Çok hevesli, acayip tatlı bir çocuk oyuncumuz vardı İrem, bir de hala rolüne flash tv'den transfer ettiğimiz Özlem'imiz. Babayı bizim Berk oynarken, gardiyanlar da görüntücü Aziz'in abisi Sezgin ile okulun güvenlikçisi Ali Abi. Ali Abi diyince de hep Ağır Roman (1997)'ın o sahnesi geliyor aklıma, "Yıkık Köprülü Ali Abi, bi selamı çok mu gördün?"

Hikaye şöyle, orijinali İspanya'da geçiyor, 6-7 sene önce kız doğarken annesini kaybediyor, babası da ağır siyasi suçlu, hapiste. Yılda bir görüş var, o da yirmi dakika falan görüşme süresi. Halasıyla yaşıyor kız, görüşe giderken babasına resim yapıyor. Ağaç var, kuşlar var.
Gardiyan, kuş resmi özgürlüğün simgesi olduğu için resmi buruşturup atıyor. Kız çok üzülüyor, o yirmi dakika zehir oluyor. Bir sene sonra başka bir resim getiriyor kız babasına, ama nasıl kafalar yaşıyor belli değil. Ağlatıyor milleti.

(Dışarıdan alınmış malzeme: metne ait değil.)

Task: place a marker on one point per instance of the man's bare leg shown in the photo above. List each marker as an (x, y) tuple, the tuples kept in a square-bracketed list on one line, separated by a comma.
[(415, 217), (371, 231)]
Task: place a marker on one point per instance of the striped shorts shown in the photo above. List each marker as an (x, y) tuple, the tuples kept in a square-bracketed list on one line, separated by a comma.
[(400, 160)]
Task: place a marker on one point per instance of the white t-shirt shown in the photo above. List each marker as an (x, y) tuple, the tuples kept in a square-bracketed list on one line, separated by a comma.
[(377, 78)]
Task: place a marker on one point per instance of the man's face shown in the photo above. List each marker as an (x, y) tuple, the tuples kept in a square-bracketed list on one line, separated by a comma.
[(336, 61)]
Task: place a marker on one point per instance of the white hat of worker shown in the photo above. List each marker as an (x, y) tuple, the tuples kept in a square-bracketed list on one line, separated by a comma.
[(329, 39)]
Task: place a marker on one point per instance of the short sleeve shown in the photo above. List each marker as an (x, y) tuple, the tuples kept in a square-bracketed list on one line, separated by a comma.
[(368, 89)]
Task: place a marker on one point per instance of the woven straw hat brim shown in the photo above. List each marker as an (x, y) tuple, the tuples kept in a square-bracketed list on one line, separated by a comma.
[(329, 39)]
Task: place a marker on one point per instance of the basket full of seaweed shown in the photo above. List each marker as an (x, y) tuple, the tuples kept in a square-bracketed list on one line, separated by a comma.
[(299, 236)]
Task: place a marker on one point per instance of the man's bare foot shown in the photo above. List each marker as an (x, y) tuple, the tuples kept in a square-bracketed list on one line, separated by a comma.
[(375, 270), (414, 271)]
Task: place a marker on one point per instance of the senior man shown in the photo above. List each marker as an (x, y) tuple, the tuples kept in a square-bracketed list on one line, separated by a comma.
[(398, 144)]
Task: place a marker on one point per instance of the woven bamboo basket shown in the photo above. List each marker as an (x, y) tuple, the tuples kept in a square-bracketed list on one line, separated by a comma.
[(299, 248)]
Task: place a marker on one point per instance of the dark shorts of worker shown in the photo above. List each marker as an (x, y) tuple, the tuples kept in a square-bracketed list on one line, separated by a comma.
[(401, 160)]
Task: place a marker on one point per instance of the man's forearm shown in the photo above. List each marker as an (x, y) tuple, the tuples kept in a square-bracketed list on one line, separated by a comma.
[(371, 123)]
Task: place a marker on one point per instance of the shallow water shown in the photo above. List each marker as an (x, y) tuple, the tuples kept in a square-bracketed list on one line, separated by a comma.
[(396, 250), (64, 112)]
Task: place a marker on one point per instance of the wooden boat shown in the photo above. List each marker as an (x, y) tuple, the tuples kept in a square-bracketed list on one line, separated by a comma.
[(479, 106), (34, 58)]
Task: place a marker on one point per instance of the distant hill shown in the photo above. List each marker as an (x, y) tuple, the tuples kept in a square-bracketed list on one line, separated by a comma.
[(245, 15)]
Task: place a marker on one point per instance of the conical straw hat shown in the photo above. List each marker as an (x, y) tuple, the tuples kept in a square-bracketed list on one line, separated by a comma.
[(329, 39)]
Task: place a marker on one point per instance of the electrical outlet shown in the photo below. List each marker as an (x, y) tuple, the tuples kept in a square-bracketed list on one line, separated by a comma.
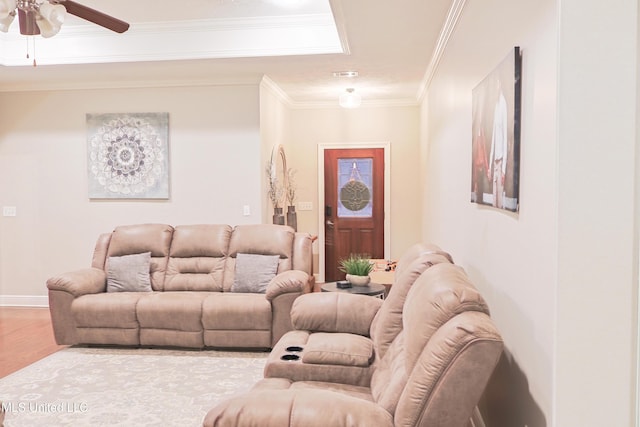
[(9, 211), (305, 206)]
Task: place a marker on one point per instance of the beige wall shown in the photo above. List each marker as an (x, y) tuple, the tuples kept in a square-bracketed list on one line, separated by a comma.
[(214, 161), (274, 116), (560, 276), (397, 125)]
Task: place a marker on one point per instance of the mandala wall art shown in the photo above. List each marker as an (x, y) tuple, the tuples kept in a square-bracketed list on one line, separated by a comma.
[(128, 155)]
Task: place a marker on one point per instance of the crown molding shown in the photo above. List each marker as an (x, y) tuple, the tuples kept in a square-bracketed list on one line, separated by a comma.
[(194, 39), (453, 16)]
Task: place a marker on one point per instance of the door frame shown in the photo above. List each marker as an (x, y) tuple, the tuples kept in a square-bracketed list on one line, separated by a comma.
[(386, 146)]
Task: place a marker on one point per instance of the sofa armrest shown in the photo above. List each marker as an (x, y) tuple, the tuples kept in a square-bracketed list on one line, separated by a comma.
[(297, 408), (334, 312), (291, 281), (79, 282)]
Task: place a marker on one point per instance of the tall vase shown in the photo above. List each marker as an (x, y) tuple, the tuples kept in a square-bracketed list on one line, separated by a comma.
[(292, 217), (278, 217)]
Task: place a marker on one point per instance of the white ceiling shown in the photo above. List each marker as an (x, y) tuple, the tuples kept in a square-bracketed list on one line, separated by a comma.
[(392, 44)]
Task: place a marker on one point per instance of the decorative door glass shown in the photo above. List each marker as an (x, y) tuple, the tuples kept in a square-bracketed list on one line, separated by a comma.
[(355, 188)]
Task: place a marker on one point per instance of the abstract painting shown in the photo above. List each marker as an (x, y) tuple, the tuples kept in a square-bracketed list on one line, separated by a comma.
[(495, 167), (128, 155)]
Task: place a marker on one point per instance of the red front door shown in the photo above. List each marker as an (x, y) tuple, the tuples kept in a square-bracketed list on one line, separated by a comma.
[(354, 206)]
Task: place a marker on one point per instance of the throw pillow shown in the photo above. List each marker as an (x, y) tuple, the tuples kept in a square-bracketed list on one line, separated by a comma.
[(129, 273), (254, 272)]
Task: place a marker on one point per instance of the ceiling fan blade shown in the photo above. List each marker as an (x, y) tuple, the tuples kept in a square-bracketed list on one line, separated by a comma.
[(94, 16), (27, 20)]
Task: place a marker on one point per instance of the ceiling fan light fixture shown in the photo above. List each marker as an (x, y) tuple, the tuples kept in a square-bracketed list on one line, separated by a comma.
[(350, 99), (50, 19)]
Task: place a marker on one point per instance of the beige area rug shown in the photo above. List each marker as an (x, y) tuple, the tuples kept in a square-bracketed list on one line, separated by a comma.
[(81, 386)]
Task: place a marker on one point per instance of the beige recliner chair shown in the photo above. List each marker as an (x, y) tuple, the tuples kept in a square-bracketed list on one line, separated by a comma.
[(432, 374), (340, 337)]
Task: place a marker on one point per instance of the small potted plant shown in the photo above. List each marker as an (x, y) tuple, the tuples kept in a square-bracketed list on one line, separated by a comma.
[(357, 267)]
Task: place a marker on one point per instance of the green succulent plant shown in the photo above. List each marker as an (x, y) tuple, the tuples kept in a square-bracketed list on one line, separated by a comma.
[(356, 264)]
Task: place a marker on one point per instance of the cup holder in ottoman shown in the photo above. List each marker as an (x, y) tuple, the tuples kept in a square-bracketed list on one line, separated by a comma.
[(290, 357)]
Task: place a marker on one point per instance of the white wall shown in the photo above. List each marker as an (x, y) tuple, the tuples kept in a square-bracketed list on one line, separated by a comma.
[(215, 169), (597, 78), (397, 125), (559, 276)]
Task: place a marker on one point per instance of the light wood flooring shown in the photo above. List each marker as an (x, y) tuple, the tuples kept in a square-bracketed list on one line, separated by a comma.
[(26, 336)]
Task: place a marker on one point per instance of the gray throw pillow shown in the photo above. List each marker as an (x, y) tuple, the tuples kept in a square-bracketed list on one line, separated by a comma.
[(254, 272), (129, 273)]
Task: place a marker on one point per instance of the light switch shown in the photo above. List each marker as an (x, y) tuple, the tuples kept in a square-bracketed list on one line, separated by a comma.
[(9, 211)]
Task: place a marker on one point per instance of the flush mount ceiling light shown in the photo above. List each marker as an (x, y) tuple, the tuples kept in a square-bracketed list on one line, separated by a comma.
[(45, 17), (345, 74), (350, 99)]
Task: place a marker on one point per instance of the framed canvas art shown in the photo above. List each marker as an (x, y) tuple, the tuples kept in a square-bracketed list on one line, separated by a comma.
[(128, 155), (495, 167)]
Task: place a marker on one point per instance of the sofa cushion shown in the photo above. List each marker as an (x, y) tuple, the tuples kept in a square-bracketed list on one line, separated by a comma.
[(106, 310), (254, 272), (259, 239), (181, 311), (231, 311), (338, 349), (129, 273), (135, 239)]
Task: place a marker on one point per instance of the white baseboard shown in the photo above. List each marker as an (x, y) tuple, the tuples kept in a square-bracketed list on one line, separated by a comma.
[(24, 301)]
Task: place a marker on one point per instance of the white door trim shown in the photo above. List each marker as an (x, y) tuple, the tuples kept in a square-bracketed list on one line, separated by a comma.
[(387, 199)]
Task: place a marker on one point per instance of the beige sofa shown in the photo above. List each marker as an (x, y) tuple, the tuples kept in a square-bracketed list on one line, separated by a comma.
[(186, 286), (344, 345), (432, 373)]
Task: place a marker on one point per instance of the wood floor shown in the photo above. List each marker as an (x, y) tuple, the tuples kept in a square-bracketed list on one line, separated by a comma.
[(26, 336)]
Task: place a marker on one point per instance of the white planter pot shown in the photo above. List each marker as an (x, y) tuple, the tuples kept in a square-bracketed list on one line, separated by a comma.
[(358, 280)]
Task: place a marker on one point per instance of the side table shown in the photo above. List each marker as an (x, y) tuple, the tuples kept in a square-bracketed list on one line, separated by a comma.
[(372, 289)]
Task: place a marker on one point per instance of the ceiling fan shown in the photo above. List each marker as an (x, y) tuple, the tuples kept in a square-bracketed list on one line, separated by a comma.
[(45, 17)]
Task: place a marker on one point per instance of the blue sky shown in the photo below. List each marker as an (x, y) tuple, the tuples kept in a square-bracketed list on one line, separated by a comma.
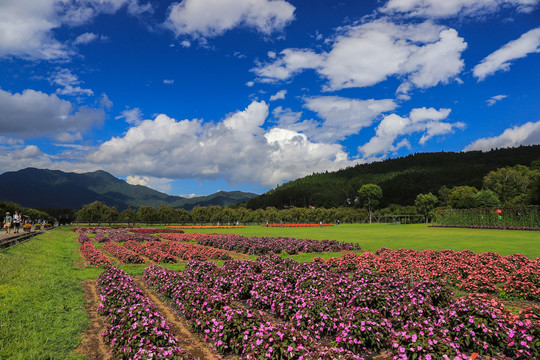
[(196, 96)]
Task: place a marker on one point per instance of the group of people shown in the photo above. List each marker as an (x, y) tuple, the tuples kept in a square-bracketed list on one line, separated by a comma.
[(14, 222)]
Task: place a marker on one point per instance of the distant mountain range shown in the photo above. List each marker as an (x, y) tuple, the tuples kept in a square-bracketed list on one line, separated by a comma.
[(401, 179), (42, 188)]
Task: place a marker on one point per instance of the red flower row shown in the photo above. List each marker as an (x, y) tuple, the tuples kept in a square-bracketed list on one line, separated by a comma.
[(296, 225)]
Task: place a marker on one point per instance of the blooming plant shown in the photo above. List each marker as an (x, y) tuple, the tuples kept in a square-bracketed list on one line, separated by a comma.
[(275, 308), (93, 255), (134, 327), (123, 254)]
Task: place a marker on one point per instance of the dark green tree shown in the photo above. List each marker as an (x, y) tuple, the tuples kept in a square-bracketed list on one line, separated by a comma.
[(425, 203), (128, 216), (487, 199), (369, 196), (463, 197)]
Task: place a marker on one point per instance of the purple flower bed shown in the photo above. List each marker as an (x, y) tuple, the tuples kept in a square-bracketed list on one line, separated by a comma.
[(270, 245), (489, 227), (93, 255), (123, 254), (135, 329), (310, 306), (123, 236), (151, 250), (83, 238)]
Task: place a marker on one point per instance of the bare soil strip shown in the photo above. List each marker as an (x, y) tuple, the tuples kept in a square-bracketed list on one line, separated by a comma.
[(92, 345)]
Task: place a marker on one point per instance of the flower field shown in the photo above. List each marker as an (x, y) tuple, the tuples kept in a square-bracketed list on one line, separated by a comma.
[(123, 254), (513, 276), (263, 245), (280, 309), (135, 329), (93, 255), (296, 225)]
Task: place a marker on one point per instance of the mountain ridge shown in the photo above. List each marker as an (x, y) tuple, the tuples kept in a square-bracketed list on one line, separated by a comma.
[(45, 188)]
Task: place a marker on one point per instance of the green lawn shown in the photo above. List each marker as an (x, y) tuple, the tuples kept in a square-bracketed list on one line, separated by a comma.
[(418, 237), (42, 303)]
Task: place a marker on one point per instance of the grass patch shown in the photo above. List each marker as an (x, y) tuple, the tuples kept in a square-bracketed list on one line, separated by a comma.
[(417, 236), (42, 303)]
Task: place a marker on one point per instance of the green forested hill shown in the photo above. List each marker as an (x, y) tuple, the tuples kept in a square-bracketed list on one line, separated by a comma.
[(401, 179)]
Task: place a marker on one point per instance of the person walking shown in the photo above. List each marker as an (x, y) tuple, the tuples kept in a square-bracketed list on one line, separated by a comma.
[(7, 222), (16, 222)]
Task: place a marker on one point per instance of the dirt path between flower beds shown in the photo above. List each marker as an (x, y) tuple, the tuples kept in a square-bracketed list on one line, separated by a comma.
[(188, 341), (92, 345)]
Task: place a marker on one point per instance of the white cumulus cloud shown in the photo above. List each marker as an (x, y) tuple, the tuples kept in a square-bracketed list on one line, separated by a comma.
[(237, 149), (494, 99), (343, 116), (526, 134), (501, 59), (422, 54), (280, 95), (451, 8), (210, 18), (427, 121), (27, 26), (69, 83), (34, 113)]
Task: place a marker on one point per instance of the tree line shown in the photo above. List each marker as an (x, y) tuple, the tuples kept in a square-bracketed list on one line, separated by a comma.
[(509, 186), (400, 179)]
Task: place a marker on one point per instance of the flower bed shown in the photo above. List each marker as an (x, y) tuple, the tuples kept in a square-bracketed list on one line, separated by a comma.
[(149, 230), (512, 276), (263, 245), (151, 250), (207, 227), (359, 313), (296, 225), (123, 235), (530, 228), (193, 252), (83, 238), (134, 327), (93, 255), (123, 254)]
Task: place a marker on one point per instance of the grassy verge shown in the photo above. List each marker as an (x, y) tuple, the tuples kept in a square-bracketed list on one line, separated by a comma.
[(418, 236), (41, 302)]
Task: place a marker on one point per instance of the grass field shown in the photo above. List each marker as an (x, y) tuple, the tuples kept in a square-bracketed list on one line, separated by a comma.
[(42, 303), (417, 237)]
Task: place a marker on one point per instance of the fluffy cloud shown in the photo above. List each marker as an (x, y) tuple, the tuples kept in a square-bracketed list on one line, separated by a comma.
[(450, 8), (210, 18), (237, 149), (423, 54), (526, 134), (342, 116), (280, 95), (492, 100), (26, 26), (69, 83), (131, 116), (34, 113), (426, 121), (85, 38), (501, 59)]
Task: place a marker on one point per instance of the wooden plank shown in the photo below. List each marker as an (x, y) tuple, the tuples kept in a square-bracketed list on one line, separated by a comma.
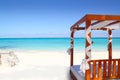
[(104, 69), (118, 68), (72, 49), (94, 69), (114, 69), (110, 43), (87, 75), (100, 70), (109, 68)]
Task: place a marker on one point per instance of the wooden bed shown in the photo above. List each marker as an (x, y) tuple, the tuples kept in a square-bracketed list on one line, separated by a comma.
[(104, 69)]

İşte böyle bir hikaye. İnsan tabii filmini görmek istiyor hemen. Biz imkanlarımız doğrultusunda, Seda Güzel yönetiminde yaptık elimizden geleni. Size de izleyip, izletmek düşer.

Bu arada afişi de alelacele ben yaptım, geçenlerde bahsetmiştim kuşlu detaydan Uzun Hikaye (2012) filmi için yazdığım yazıda.. Bu arada filmin süresi yaklaşık 8 dakika kadar. Kısa filmlerde bu süre bilgisini de vermek zorunda hissediyor insan, ilginçtir.